Unilever Plans Tax-Free Spinoff Valued Up to $35B
Unilever is advancing talks to spin off and merge its food division with U.S. spice maker McCormick in a deal that would give its shareholders a majority stake in the combined entity. According to sources familiar with the matter, the transaction is being structured as a reverse Morris trust (RMT) to avoid triggering capital gains taxes. This tax-efficient arrangement would result in Unilever shareholders owning more than 50% of the new, larger company.
Barclays estimates the value of Unilever's food unit, which includes brands like Hellmann's mayonnaise and Knorr stock cubes, at between €28 billion ($32 billion) and €31 billion ($35 billion), including debt. McCormick, maker of Cholula hot sauce, has an enterprise value of nearly $18 billion. This structure, where a smaller entity acquires a larger division, is a common feature of RMT deals designed for tax optimization.
Deal Forges Flavor Giant from McCormick's M&A Discipline
For Unilever, the proposed transaction marks a significant strategic pivot away from food and toward its higher-margin beauty, wellbeing, and homecare businesses. The move follows a series of recent divestments, including its ice cream division and snack brand Graze, as the company streamlines its portfolio to focus on core growth areas. By spinning off its food division, Unilever accelerates its transformation into a more focused consumer goods giant.

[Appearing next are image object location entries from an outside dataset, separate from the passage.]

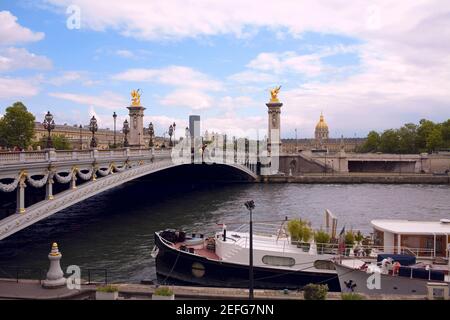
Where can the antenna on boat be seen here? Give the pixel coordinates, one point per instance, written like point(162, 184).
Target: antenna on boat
point(250, 205)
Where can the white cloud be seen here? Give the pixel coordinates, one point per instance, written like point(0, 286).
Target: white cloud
point(19, 58)
point(106, 100)
point(125, 54)
point(66, 77)
point(12, 33)
point(252, 76)
point(196, 100)
point(404, 52)
point(308, 64)
point(178, 76)
point(17, 88)
point(80, 77)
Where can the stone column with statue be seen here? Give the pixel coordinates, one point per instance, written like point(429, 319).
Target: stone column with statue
point(274, 130)
point(136, 112)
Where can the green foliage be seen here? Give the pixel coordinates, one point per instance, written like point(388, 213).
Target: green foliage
point(299, 230)
point(17, 126)
point(352, 296)
point(107, 289)
point(435, 140)
point(349, 238)
point(411, 138)
point(322, 237)
point(315, 291)
point(60, 142)
point(372, 143)
point(163, 291)
point(390, 141)
point(359, 236)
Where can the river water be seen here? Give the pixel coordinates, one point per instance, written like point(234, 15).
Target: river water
point(114, 230)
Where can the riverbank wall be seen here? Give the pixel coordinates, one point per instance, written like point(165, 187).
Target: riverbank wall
point(336, 178)
point(32, 289)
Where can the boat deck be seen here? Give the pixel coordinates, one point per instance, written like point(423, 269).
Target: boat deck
point(199, 250)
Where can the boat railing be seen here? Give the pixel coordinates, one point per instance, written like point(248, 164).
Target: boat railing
point(365, 250)
point(264, 229)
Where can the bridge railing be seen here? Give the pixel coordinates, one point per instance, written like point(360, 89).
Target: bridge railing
point(62, 155)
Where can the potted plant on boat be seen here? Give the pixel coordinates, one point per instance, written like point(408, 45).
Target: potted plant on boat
point(107, 293)
point(322, 238)
point(349, 242)
point(163, 293)
point(300, 233)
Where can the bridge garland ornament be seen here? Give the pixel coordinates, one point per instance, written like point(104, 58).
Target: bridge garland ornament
point(64, 179)
point(38, 183)
point(85, 176)
point(134, 165)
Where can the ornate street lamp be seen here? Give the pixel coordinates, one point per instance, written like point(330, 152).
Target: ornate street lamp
point(115, 117)
point(49, 125)
point(151, 132)
point(250, 205)
point(81, 137)
point(93, 127)
point(170, 135)
point(125, 130)
point(174, 126)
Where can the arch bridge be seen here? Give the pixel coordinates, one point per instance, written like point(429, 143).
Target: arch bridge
point(100, 170)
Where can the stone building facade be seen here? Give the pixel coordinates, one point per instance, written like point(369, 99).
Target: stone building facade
point(322, 141)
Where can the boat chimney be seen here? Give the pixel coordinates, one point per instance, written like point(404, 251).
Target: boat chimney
point(224, 233)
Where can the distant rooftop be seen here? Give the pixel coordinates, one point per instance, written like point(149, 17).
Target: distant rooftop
point(412, 227)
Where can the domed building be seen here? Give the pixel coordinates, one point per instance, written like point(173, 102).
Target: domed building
point(321, 133)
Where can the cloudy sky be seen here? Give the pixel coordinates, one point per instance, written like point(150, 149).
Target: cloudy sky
point(366, 66)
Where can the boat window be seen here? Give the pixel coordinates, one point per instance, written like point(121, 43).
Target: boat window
point(324, 265)
point(278, 261)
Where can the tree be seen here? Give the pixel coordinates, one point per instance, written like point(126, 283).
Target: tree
point(60, 142)
point(389, 141)
point(434, 139)
point(372, 143)
point(17, 126)
point(408, 138)
point(423, 131)
point(446, 133)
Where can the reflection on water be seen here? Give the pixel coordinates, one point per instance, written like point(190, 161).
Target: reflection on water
point(114, 230)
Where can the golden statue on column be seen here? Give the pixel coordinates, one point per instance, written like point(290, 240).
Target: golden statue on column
point(136, 98)
point(274, 94)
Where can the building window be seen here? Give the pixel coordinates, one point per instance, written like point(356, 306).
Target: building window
point(278, 261)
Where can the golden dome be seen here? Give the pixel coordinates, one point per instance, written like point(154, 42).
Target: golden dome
point(321, 124)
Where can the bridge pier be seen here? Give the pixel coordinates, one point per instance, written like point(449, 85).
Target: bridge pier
point(73, 183)
point(21, 194)
point(49, 188)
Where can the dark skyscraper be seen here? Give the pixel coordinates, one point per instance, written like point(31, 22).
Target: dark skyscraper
point(194, 126)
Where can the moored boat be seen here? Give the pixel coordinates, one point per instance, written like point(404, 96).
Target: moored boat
point(402, 269)
point(223, 260)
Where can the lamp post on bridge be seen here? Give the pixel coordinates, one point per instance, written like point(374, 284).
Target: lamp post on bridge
point(125, 130)
point(81, 137)
point(151, 132)
point(250, 205)
point(170, 135)
point(296, 141)
point(115, 117)
point(174, 127)
point(49, 125)
point(93, 127)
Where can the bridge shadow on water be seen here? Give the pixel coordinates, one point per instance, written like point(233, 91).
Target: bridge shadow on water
point(121, 221)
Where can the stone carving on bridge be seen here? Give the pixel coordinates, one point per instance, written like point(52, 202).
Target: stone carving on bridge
point(38, 183)
point(136, 98)
point(11, 186)
point(274, 94)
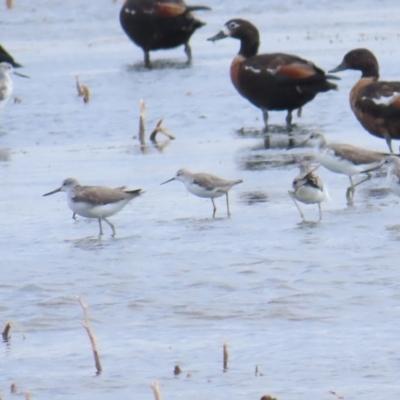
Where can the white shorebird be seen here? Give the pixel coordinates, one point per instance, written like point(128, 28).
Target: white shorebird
point(6, 85)
point(393, 172)
point(343, 159)
point(205, 185)
point(308, 188)
point(95, 201)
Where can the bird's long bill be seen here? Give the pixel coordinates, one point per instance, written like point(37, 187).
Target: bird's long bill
point(373, 168)
point(52, 192)
point(220, 35)
point(293, 146)
point(169, 180)
point(341, 67)
point(22, 75)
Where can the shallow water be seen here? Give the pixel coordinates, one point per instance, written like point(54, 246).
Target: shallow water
point(314, 306)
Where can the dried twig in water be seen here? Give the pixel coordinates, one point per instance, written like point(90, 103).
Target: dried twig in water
point(162, 130)
point(91, 336)
point(177, 370)
point(78, 86)
point(156, 390)
point(142, 123)
point(226, 356)
point(337, 395)
point(6, 332)
point(86, 93)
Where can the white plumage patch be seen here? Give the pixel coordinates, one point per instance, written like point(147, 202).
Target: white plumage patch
point(384, 100)
point(252, 69)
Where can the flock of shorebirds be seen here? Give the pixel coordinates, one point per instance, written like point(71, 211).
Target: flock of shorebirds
point(271, 82)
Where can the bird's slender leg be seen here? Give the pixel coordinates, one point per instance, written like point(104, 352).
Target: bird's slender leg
point(147, 62)
point(292, 195)
point(265, 118)
point(351, 190)
point(227, 204)
point(289, 119)
point(214, 208)
point(388, 141)
point(111, 225)
point(299, 111)
point(267, 138)
point(188, 52)
point(101, 228)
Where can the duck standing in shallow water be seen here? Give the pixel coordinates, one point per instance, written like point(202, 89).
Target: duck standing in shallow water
point(376, 104)
point(275, 81)
point(160, 24)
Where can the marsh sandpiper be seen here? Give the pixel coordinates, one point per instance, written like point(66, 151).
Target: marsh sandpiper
point(393, 172)
point(343, 159)
point(308, 188)
point(95, 201)
point(205, 185)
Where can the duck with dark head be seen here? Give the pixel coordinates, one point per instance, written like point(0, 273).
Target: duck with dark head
point(160, 24)
point(275, 81)
point(375, 103)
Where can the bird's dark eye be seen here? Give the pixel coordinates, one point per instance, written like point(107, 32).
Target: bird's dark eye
point(232, 25)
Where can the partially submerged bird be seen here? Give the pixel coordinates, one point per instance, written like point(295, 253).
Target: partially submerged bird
point(6, 85)
point(392, 163)
point(271, 82)
point(95, 201)
point(308, 188)
point(376, 104)
point(205, 185)
point(343, 159)
point(160, 24)
point(6, 57)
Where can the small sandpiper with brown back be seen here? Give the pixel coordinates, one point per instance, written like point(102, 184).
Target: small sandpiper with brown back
point(343, 159)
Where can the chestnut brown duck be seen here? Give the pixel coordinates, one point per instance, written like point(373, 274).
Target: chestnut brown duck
point(376, 104)
point(6, 57)
point(275, 81)
point(160, 24)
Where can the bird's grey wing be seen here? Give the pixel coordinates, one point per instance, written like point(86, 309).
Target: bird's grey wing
point(98, 195)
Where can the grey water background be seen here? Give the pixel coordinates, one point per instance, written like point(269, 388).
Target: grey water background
point(314, 306)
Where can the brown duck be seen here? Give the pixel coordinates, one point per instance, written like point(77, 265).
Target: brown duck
point(376, 104)
point(275, 81)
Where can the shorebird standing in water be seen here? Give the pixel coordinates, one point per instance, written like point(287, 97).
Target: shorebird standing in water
point(6, 85)
point(308, 188)
point(205, 185)
point(7, 57)
point(95, 201)
point(393, 172)
point(343, 159)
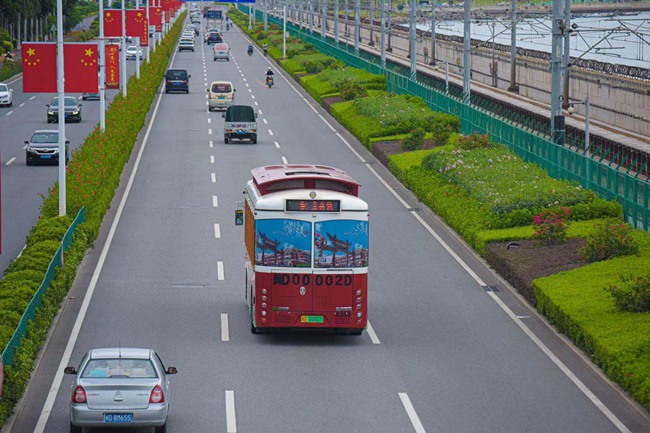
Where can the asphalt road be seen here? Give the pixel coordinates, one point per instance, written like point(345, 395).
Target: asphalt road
point(445, 355)
point(22, 185)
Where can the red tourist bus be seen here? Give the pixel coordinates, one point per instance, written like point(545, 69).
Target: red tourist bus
point(306, 238)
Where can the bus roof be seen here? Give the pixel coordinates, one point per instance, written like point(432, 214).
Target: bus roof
point(274, 178)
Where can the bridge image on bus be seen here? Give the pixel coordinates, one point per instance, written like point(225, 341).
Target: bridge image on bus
point(306, 239)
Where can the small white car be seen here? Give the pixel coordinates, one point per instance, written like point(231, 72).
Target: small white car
point(6, 95)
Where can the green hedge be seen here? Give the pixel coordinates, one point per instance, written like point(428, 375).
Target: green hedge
point(93, 175)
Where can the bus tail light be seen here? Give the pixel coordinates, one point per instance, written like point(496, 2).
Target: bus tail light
point(79, 395)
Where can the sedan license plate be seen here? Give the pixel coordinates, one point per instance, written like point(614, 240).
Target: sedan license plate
point(118, 417)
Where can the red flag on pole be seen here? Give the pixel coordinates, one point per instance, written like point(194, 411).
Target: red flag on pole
point(112, 23)
point(39, 67)
point(137, 25)
point(80, 66)
point(112, 66)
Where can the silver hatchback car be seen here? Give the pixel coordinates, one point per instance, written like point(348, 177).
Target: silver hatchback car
point(120, 387)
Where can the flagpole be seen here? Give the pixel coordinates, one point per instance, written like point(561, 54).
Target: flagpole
point(102, 69)
point(61, 95)
point(123, 56)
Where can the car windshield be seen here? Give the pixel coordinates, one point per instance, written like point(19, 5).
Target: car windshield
point(120, 367)
point(221, 88)
point(45, 137)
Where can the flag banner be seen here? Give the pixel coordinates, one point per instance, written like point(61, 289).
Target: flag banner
point(39, 67)
point(112, 23)
point(112, 66)
point(80, 67)
point(137, 25)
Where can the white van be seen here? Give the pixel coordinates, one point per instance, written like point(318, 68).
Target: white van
point(221, 95)
point(221, 52)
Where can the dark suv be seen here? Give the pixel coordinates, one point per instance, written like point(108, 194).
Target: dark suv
point(177, 80)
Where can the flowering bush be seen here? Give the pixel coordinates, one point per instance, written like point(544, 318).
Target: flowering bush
point(610, 238)
point(549, 226)
point(414, 140)
point(633, 294)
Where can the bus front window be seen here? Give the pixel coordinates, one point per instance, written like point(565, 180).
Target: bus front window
point(341, 244)
point(283, 242)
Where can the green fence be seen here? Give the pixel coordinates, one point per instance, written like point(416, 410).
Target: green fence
point(37, 299)
point(600, 174)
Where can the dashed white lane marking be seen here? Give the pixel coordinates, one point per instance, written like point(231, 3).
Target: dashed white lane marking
point(220, 271)
point(372, 334)
point(225, 333)
point(231, 417)
point(410, 411)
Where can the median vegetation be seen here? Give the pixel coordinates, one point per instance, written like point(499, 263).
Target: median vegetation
point(509, 210)
point(93, 175)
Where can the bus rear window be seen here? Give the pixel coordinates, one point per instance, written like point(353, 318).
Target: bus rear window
point(283, 242)
point(341, 244)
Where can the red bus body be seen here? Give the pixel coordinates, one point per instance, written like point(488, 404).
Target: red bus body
point(306, 238)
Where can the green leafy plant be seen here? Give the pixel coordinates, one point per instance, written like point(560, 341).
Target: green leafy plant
point(414, 140)
point(632, 294)
point(610, 238)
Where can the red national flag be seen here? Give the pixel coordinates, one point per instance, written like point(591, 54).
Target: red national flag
point(113, 23)
point(39, 67)
point(112, 66)
point(137, 25)
point(81, 67)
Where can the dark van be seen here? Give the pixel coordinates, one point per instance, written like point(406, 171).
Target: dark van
point(177, 80)
point(240, 124)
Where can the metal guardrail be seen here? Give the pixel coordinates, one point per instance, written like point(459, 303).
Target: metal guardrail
point(594, 168)
point(37, 300)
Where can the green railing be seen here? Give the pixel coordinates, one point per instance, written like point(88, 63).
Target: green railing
point(37, 300)
point(526, 136)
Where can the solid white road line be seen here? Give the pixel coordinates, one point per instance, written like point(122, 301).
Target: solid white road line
point(65, 359)
point(220, 270)
point(225, 334)
point(372, 334)
point(410, 411)
point(231, 417)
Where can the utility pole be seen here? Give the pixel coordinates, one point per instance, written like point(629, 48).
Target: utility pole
point(557, 118)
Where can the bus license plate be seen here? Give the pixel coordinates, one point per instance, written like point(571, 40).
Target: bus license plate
point(118, 417)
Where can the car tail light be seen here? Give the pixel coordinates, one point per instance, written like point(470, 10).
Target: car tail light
point(157, 396)
point(79, 395)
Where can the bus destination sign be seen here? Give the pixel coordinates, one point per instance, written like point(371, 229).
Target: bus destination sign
point(313, 206)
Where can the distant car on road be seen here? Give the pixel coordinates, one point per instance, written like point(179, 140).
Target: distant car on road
point(43, 147)
point(6, 95)
point(120, 387)
point(71, 106)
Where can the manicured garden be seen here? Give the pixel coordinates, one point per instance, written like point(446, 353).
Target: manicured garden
point(93, 175)
point(491, 197)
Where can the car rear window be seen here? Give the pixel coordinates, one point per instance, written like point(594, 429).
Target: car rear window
point(120, 367)
point(221, 88)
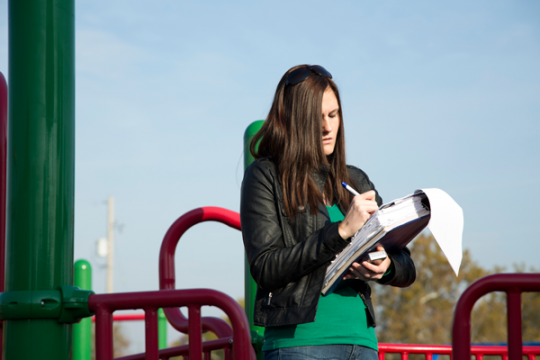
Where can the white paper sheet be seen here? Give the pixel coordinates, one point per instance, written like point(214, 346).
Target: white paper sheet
point(446, 225)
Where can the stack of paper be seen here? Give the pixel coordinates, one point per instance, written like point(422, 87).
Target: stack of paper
point(394, 225)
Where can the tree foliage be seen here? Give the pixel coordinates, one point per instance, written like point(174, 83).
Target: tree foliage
point(423, 312)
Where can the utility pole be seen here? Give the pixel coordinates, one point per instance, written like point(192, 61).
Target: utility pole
point(110, 243)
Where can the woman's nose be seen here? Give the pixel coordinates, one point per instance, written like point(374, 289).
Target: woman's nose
point(326, 126)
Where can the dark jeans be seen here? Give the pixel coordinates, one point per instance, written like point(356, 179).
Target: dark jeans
point(322, 352)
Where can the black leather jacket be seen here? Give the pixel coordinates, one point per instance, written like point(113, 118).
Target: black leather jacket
point(288, 259)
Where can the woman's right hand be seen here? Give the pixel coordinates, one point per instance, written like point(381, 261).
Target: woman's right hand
point(361, 208)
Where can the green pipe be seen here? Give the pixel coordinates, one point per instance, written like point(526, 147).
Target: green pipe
point(82, 332)
point(41, 168)
point(250, 287)
point(162, 329)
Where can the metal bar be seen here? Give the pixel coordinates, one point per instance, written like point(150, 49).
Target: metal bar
point(3, 172)
point(41, 161)
point(513, 313)
point(82, 332)
point(195, 332)
point(167, 277)
point(162, 329)
point(208, 346)
point(461, 325)
point(177, 298)
point(104, 334)
point(151, 330)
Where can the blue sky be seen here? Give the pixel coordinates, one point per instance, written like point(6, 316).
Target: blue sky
point(434, 94)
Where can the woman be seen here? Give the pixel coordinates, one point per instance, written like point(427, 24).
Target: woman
point(296, 217)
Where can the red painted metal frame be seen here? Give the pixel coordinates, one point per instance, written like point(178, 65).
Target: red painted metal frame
point(104, 305)
point(208, 346)
point(125, 317)
point(429, 350)
point(513, 285)
point(167, 279)
point(3, 172)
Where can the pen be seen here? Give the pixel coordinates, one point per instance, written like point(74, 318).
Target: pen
point(350, 189)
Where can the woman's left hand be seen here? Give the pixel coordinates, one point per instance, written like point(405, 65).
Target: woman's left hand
point(367, 270)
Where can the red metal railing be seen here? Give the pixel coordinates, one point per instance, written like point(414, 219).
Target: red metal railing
point(105, 304)
point(167, 279)
point(125, 317)
point(429, 350)
point(513, 285)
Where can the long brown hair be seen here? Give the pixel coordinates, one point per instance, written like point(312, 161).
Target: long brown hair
point(292, 137)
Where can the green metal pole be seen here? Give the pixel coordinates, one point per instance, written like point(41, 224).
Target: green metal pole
point(162, 329)
point(250, 289)
point(82, 332)
point(41, 168)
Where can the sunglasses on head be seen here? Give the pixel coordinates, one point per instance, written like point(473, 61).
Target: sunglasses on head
point(301, 74)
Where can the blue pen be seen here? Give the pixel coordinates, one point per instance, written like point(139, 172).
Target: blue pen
point(350, 189)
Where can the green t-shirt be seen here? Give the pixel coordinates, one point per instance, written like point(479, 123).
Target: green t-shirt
point(341, 319)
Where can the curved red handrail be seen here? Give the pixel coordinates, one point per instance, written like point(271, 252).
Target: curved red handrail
point(167, 279)
point(513, 285)
point(103, 305)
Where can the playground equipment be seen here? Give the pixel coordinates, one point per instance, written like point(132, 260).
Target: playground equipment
point(82, 332)
point(39, 303)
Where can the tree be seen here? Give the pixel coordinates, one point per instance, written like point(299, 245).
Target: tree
point(423, 312)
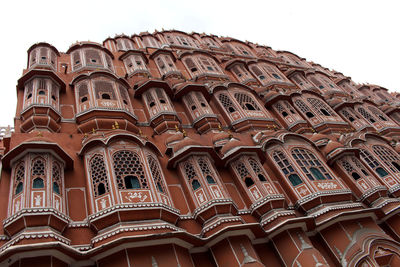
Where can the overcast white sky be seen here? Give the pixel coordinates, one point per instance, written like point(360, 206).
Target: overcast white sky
point(359, 38)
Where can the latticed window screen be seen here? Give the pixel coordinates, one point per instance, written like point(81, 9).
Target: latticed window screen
point(227, 103)
point(156, 173)
point(389, 157)
point(191, 175)
point(93, 58)
point(129, 170)
point(310, 165)
point(246, 101)
point(19, 178)
point(38, 168)
point(373, 163)
point(206, 170)
point(366, 115)
point(244, 173)
point(321, 107)
point(124, 95)
point(33, 57)
point(98, 174)
point(257, 169)
point(76, 60)
point(103, 88)
point(353, 167)
point(38, 172)
point(286, 167)
point(56, 176)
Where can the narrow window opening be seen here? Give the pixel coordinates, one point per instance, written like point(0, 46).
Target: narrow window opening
point(19, 188)
point(195, 185)
point(317, 174)
point(210, 180)
point(56, 188)
point(248, 181)
point(395, 164)
point(105, 96)
point(159, 187)
point(276, 76)
point(295, 179)
point(101, 189)
point(38, 183)
point(355, 175)
point(131, 182)
point(323, 111)
point(249, 106)
point(381, 171)
point(261, 178)
point(309, 114)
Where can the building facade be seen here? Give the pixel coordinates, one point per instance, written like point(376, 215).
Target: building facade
point(176, 149)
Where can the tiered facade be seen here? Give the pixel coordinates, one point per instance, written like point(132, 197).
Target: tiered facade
point(175, 149)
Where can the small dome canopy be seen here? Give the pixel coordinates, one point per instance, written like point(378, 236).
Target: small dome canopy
point(163, 51)
point(79, 45)
point(37, 144)
point(182, 54)
point(334, 150)
point(182, 89)
point(134, 52)
point(319, 139)
point(92, 74)
point(40, 72)
point(106, 138)
point(145, 85)
point(43, 44)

McCormick has reportedly tracked Unilever's food business for years, viewing its global brands as under-appreciated assets within the larger conglomerate. The spice maker’s disciplined approach to acquisitions, including its successful 2017 purchase of Reckitt Benckiser's food division, has provided it the financial flexibility to pursue this transformative merger. The combined company would become a dominant force in the global flavor and dressings market, creating significant competitive pressure across the packaged foods industry.